Inspiration

We asked an AI agent about a Redis cache latency issue we'd never seen before. It gave a confident answer anyway. No hesitation, no caveats. It just made something up.

Then we asked about DB connection pool sizing during an outage. It said 50. We'd changed it to 100 the week before, after a postmortem that proved 50 was too low. Wrong again, but this time it had outdated evidence instead of none at all.

Two different failure modes, same root cause: the LLM has zero access to our team's operational experience. Years of postmortems, runbook updates, config changes. None of it reaches the model. It doesn't know what it doesn't know, because it's never seen what we've been through.

What it does

Hippocampus adds a Trust Gate to AI agents built on Elasticsearch Agent Builder.

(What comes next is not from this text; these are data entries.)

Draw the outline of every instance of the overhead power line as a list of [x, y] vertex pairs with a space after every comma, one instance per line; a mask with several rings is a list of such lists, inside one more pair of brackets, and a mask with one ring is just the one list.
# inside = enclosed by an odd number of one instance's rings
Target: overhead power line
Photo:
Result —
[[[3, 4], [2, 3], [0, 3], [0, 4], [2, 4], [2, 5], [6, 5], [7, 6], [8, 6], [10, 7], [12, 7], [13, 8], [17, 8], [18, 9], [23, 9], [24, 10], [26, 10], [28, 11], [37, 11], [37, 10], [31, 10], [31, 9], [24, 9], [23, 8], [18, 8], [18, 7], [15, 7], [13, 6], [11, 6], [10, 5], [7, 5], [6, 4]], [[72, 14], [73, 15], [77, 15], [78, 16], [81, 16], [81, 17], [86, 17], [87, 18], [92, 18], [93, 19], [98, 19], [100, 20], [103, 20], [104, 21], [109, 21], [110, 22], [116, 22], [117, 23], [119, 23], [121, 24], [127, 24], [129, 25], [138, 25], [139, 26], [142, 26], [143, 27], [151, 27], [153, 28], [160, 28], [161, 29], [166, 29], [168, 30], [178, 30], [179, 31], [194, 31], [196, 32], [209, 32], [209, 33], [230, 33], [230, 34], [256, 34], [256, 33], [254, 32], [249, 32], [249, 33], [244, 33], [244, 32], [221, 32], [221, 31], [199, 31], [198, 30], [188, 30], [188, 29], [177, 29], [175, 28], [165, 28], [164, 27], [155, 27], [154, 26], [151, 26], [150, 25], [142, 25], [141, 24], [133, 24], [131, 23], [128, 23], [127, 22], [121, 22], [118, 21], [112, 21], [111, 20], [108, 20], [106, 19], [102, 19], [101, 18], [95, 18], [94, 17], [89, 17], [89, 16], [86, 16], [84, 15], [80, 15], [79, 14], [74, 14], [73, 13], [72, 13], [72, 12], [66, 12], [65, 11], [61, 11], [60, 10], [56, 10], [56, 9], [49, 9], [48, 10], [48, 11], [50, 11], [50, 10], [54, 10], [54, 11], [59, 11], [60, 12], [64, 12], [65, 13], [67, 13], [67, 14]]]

Before any answer goes out, it runs four checks (Recall, Grade, Contradict, Blindspot) against organizational experience stored in Elasticsearch.

In the demo, this plays out in three scenarios:

  • Ask something well-documented. The agent answers with source citations and a confidence grade (A). If old and new evidence conflict, it flags the contradiction explicitly: "pool size was 50 three months ago, changed to 100 last week."
  • Ask something the organization has never dealt with. Grade D. The agent declares EXECUTION HOLD. No confident recommendation, just a pointer to the right expert.
  • Record a new incident resolution. One engineer's fix becomes the whole team's knowledge. The experience gets stored, consolidated into semantic memory, and the domain's evidence density improves. Next time anyone on the team asks, the agent knows more.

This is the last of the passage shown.